Cassie chorando, Nate destruindo, Maddy sobrevivendo

Em Euphoria, especialmente nos episódios 6 e 7, os personagens parecem caminhar lentamente rumo à própria destruição. A série não mostra apenas adolescentes vivendo excessos: ela constrói um retrato brutal de pessoas emocionalmente quebradas, incapazes de distinguir amor de obsessão, desejo de violência ou identidade de validação externa. Entre todos, Cassie, Nate e Maddy se tornam símbolos diferentes da mesma ruína.

Cassie é talvez a personagem mais trágica desses episódios. Sua necessidade desesperada de ser amada transforma sua personalidade em algo quase inexistente. Ela não sabe quem é sem o olhar masculino validando sua existência. A relação com Nate nasce justamente dessa fragilidade: ela aceita apagar sua própria dignidade para ocupar o espaço de “mulher ideal” que acredita que ele deseja. O mais cruel é que a série não apresenta isso como romance, mas como autodestruição. Cassie parece estar sempre à beira de um colapso porque vive performando uma versão de si mesma para agradar os outros. Sua hiperfeminilidade, suas crises emocionais e sua submissão revelam alguém completamente vazio por dentro.

Nate, por outro lado, representa a violência masculina construída pela repressão e pelo medo. Ele é um personagem moldado por trauma, masculinidade tóxica e necessidade de controle. Sua relação com Maddy e Cassie nunca é baseada em amor verdadeiro, mas em posse. Nate não consegue sentir afeto sem transformar isso em manipulação. A “morte” simbólica de Nate nesses episódios aparece justamente na destruição de qualquer humanidade que ainda pudesse existir nele.
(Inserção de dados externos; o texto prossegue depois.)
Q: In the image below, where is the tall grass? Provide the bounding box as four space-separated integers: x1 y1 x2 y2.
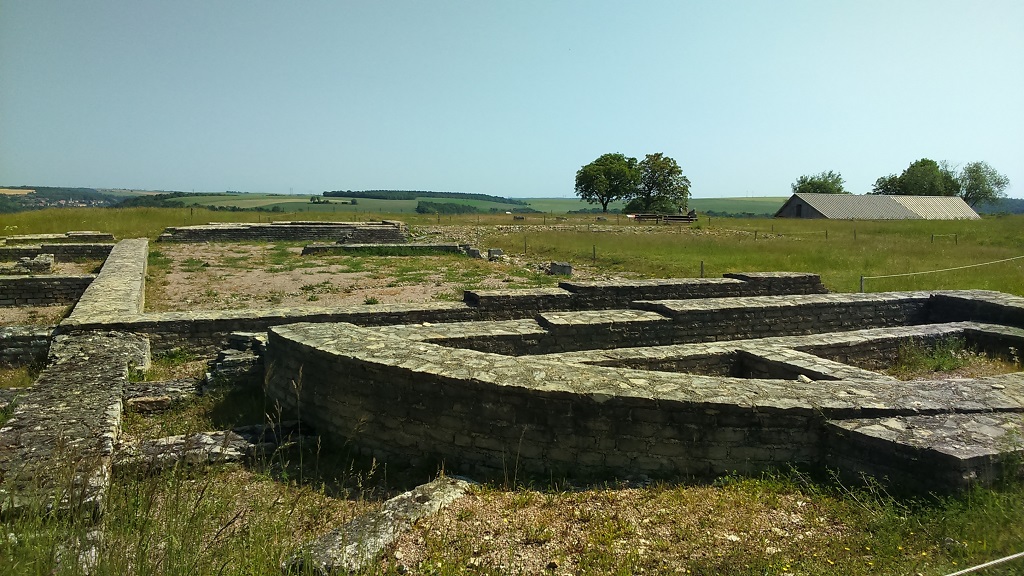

Ele se torna quase um produto inevitável do ambiente em que cresceu: frio, agressivo e emocionalmente mutilado. A série sugere que ele já está destruído por dentro muito antes de destruir os outros.

Maddy talvez seja a personagem que melhor entende a violência do mundo ao seu redor. Diferente de Cassie, ela enxerga o jogo de poder existente nos relacionamentos, mas isso não significa que consiga escapar dele. Sua força é também uma armadura. Mesmo aparentando confiança absoluta, Maddy vive presa em relações abusivas e em uma constante necessidade de performar poder para sobreviver emocionalmente. A dor dela é silenciosa, escondida atrás da maquiagem impecável, da postura forte e das frases agressivas. Em muitos momentos, parece que ela sabe que todos ao redor estão quebrados, inclusive ela mesma.

O mais perturbador em Euphoria é que a série não tenta salvar seus personagens. Não existe redenção fácil, aprendizado moral ou amadurecimento clássico. Os episódios 6 e 7 mostram adolescentes consumidos por vícios emocionais, violência psicológica e carência extrema. Cada personagem tenta preencher um vazio interno através do sexo, das drogas, do controle ou da validação dos outros, mas tudo isso apenas aprofunda ainda mais o sentimento de vazio.Assim, Euphoria constrói uma crítica poderosa sobre uma geração emocionalmente exausta.

Os personagens não estão apenas perdidos; eles parecem incapazes de imaginar uma versão saudável de si mesmos. A série transforma o brilho estético, as luzes neon e as festas em uma fachada para esconder pessoas profundamente destruídas. E talvez seja exatamente isso que torna a possível terceira temporada tão inquietante: não existe a sensação de cura, apenas a continuidade do desgaste emocional. Depois de tudo o que viveram, os personagens carregam traumas que já fazem parte de suas identidades. Cassie continua presa à necessidade de ser amada a qualquer custo, Nate permanece consumido pela violência e pelo controle, enquanto Maddy tenta sobreviver em meio aos próprios mecanismos de defesa. Em Euphoria, crescer não significa amadurecer, mas aprender a conviver com as próprias ruínas. A série deixa claro que, naquele universo, o vazio emocional nunca desaparece, ele apenas muda de forma.